Apuró el último sorbo de fernet y buscó al mozo con la mirada. Renato era casi parte del mobiliario del bar, había empezado a trabajar allí a los catorce años y ya pisaba los sesenta. Estando mas atento al movimiento de las mesas que al partido, desde una banqueta alta situada junto a la maquina de expresos, interceptó la mirada de Jorge y asintió con la cabeza. A paso lento se acercó a la mesa trayendo la botella del aperitivo en una mano y un pequeño sifón de vidrio en la otra. Cuando estaba a un metro de la mesa, Jorge lo interrumpió diciendo:
−No. Me voy a ver el resto del partido a casa. Cobrame lo mío, por favor. −Poniéndose de pie, comenzó a hurgar en los bolsillos buscando cambio.
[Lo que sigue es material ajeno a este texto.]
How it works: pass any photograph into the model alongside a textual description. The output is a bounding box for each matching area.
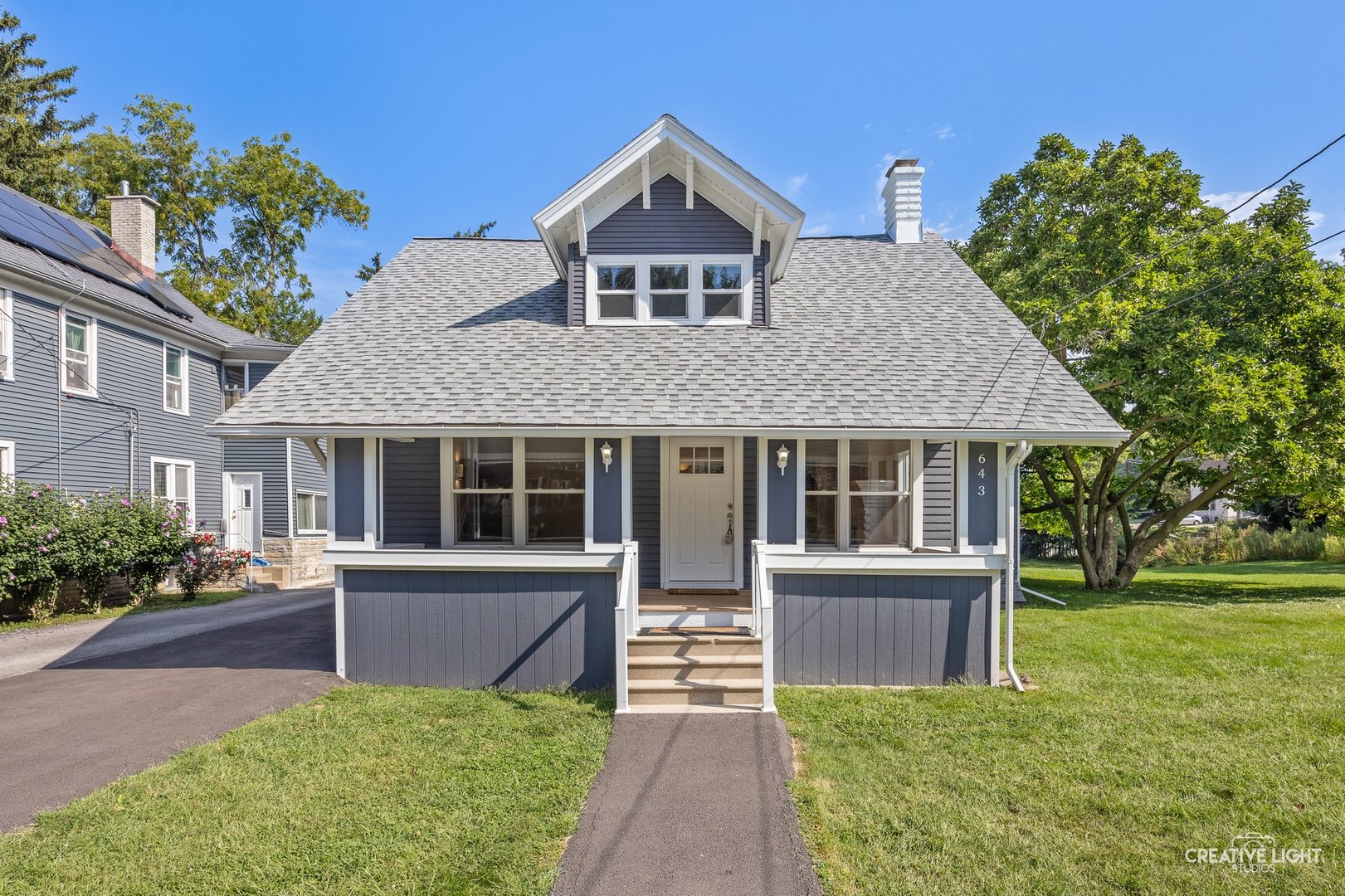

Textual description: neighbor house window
[61,312,98,396]
[587,256,752,324]
[0,290,13,379]
[225,363,247,411]
[295,491,327,535]
[524,439,584,546]
[803,439,910,550]
[453,437,515,545]
[164,344,187,413]
[149,457,197,521]
[453,437,587,548]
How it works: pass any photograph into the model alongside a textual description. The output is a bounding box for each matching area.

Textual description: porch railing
[613,541,641,713]
[752,541,775,713]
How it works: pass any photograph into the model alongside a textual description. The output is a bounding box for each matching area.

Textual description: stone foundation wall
[261,538,336,588]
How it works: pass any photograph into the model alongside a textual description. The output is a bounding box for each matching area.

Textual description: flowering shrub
[0,480,190,619]
[178,532,251,600]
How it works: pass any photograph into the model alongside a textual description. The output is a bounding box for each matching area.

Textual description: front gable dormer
[533,115,803,325]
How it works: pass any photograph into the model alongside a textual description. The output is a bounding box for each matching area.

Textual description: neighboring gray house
[210,115,1124,712]
[0,186,331,580]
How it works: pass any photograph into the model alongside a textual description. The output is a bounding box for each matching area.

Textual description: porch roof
[212,236,1124,441]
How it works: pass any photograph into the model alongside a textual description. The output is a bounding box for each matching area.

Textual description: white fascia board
[206,424,1130,446]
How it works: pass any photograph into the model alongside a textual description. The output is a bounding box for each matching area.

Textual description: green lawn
[777,562,1345,896]
[0,684,612,896]
[0,591,247,635]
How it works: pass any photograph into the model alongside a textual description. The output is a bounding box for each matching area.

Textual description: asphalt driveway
[0,589,340,831]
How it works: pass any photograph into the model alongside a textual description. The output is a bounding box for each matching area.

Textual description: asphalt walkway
[552,713,821,896]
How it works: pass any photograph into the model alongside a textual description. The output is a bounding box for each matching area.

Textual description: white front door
[665,439,738,588]
[225,474,261,554]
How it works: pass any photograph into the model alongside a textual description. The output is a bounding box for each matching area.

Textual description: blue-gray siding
[967,441,999,545]
[631,436,663,588]
[589,433,626,545]
[329,439,364,541]
[384,439,442,549]
[765,439,799,545]
[773,573,996,684]
[343,569,616,690]
[0,292,223,528]
[920,441,958,548]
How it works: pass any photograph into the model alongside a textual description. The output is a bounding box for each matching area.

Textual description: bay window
[585,256,752,324]
[452,437,587,548]
[803,439,910,550]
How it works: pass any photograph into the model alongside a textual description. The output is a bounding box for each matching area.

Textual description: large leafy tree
[0,9,94,203]
[960,134,1345,588]
[66,95,368,342]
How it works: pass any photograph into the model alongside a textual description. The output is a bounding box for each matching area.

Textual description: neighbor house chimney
[108,180,158,277]
[882,158,924,242]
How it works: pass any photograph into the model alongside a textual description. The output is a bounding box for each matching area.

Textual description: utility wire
[1033,127,1345,335]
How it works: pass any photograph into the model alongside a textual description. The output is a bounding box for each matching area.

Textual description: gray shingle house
[0,186,329,580]
[211,115,1124,710]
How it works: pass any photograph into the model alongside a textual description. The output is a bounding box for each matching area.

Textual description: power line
[1036,134,1345,334]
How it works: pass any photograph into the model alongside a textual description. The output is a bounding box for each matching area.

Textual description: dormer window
[585,256,752,325]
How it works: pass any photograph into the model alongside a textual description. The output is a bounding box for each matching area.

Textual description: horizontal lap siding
[773,573,994,686]
[382,439,442,548]
[920,441,957,548]
[343,569,616,690]
[631,436,663,588]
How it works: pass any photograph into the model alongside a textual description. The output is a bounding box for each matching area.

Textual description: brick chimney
[882,158,924,242]
[108,180,158,277]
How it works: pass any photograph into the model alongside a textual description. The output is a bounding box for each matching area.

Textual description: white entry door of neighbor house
[665,439,738,588]
[225,474,261,554]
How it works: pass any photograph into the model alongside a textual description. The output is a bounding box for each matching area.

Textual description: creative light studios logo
[1187,833,1322,874]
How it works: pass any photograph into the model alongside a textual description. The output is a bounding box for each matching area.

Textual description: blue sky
[8,0,1345,314]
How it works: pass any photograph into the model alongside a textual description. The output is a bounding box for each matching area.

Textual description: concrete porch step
[626,675,761,709]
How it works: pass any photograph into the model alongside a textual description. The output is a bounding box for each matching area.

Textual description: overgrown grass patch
[777,562,1345,896]
[0,686,611,894]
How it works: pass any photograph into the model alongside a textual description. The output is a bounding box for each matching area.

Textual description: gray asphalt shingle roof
[218,236,1119,435]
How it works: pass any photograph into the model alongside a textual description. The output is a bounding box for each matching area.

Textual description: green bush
[0,479,191,619]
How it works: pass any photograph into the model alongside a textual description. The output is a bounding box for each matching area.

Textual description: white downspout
[1005,440,1031,692]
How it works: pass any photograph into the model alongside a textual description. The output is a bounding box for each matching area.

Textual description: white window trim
[295,489,331,535]
[0,290,12,382]
[149,456,197,530]
[163,342,191,417]
[799,439,921,553]
[584,254,754,327]
[449,435,593,553]
[58,309,98,396]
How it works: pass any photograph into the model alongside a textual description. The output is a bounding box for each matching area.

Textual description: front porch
[308,431,1010,712]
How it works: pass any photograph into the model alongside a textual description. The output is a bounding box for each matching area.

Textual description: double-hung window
[585,256,752,325]
[164,343,188,414]
[0,290,13,379]
[61,311,98,396]
[803,439,910,550]
[452,436,587,548]
[149,457,197,521]
[295,491,327,535]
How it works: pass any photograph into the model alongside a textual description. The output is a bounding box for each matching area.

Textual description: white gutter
[1005,440,1031,692]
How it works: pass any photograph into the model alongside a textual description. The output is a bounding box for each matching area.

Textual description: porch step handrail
[752,541,775,713]
[613,541,641,713]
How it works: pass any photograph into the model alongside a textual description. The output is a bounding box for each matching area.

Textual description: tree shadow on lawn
[1022,562,1345,611]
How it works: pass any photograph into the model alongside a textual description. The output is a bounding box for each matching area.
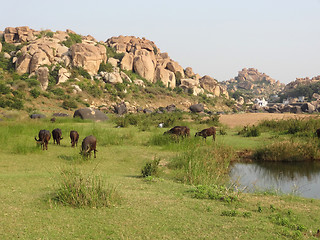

−Ya está pago. −Renato giró señalando la mesa que se encontraba al fondo, junto a la puerta del depósito, y se quedó un segundo en silencio, extrañado por la ausencia del cliente− ¡Qué raro! No lo vi irse. −Ciertamente, era raro, años de oficio convirtieron a Renato en un hombre atento a todo lo que pasaba en cada mesa. Jamás le habían hecho un paga Dios ni un cuento del tío.− El pibe pagó su gaseosa y me pidió que le cobrara los fernet de esta mesa −mientras hablaba, retiró la compotera con carozos. Al notar la foto, se inclinó hacia la mesa y, no pudiendo señalar por tener las manos ocupadas, levantó la barbilla apuntando a la vieja fotografía al tiempo que exclamaba curioso−. ¡Ahí lo tenés! Ese es el pibe.
La mirada de Carlos volvió al horror, mientras Jorge, con semblante vencido, se dejaba caer en la silla y, lentamente, acercó el vaso hacia Renato para que lo volviera a llenar.